Originally Posted by Rose-Roget
What I want from his education is for him to be developing his skills - from independent choice-making to socializing to academics, or any one of the above. He has a way of getting people to believe that he can't do things for himself - from putting his coat and shoes on to reading.
My concerns are that he doesn't seem to be developing many of the skills I listed (that I can see from my viewpoint). I'm told that he gets off-task during his works and doesn't focus (this is a kid whose teacher last year - different school - told me he became hyper-focused during his works), he needs a lot of guidance to make choices, still doesn't consistently sit on line without disrupting (this has always been an issue for him), has been working on 3-letter moveable alphabet with objects for months at school (he's on "short u" finally) and tells my mom that he's "avoiding the hard words" - when he can read level 2 readers to me at home (with very little assistance).
These are the reasons I chose Montessori. I'm not trying to push him or compare him unduly. He is a very capable child, and he certainly can learn. I just don't want him to grow into a life of underachieving, and until I find a better way or he finds that intrinsic motivation, I think someone needs to keep an expectation commensurate with his abilitiy.

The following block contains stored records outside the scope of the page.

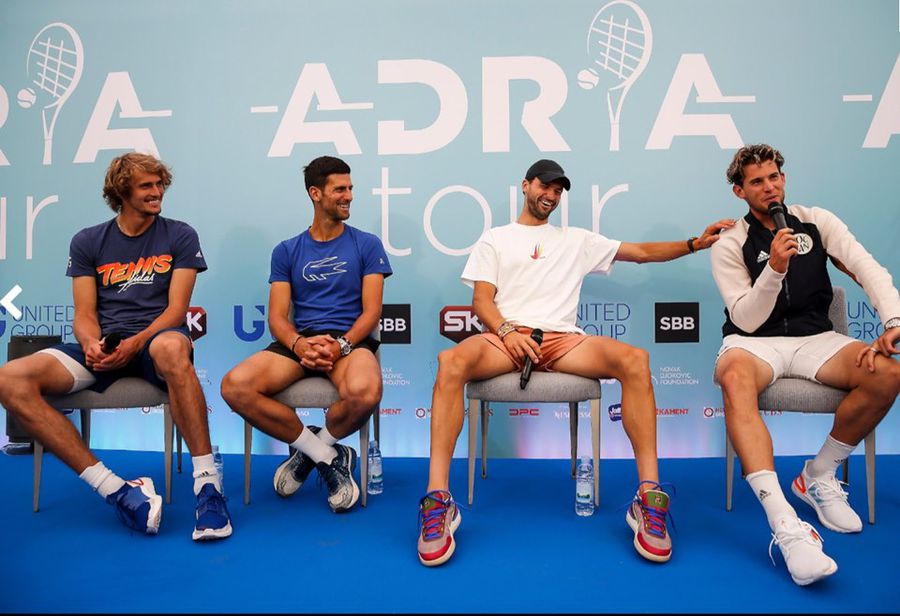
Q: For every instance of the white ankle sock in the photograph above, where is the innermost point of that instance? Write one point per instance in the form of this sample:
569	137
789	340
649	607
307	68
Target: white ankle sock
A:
314	447
326	437
101	479
766	488
832	455
204	472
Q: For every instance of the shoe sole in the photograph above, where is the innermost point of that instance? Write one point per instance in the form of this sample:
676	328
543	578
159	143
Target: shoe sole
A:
657	558
154	516
454	524
282	469
808	581
351	468
809	500
210	534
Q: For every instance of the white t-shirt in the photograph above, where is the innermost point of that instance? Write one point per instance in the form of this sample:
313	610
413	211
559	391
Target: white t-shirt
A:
538	271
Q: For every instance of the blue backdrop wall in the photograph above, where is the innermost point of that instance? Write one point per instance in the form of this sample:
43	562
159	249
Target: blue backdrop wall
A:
439	108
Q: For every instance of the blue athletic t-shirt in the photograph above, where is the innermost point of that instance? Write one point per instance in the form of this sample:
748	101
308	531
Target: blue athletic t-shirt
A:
133	273
326	277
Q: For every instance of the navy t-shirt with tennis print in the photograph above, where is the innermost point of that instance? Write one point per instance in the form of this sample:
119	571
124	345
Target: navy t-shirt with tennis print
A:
326	277
133	273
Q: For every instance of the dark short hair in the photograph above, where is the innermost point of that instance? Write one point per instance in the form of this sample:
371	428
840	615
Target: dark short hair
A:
751	154
117	185
317	171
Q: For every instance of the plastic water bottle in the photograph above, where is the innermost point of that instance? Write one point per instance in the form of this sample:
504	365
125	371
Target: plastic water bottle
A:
584	487
219	463
376	481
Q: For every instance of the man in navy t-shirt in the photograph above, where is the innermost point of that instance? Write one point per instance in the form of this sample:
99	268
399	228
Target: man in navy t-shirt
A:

Montessori writes a lot about what she calls "the spiritual preparation of the teacher," but the advice she gives teachers hold true for parents as well. She says that "the Montessori teacher is always looking for the child who is not there yet... she sees man as he ought to be: the worker who never tires, because what drives him on is a perennial enthusiasm. She sees one who seeks out the greatest efforts because his constant aspiration is to make himself superior to difficulties; he is a person who really tries to help the weak, because in his heart is true charity and he knows what is meant by respect for others, and that respect for a person's efforts is the water that nourishes the roots of his soul. In the possession of these characteristics, she will recognize the true child, who is the father of man."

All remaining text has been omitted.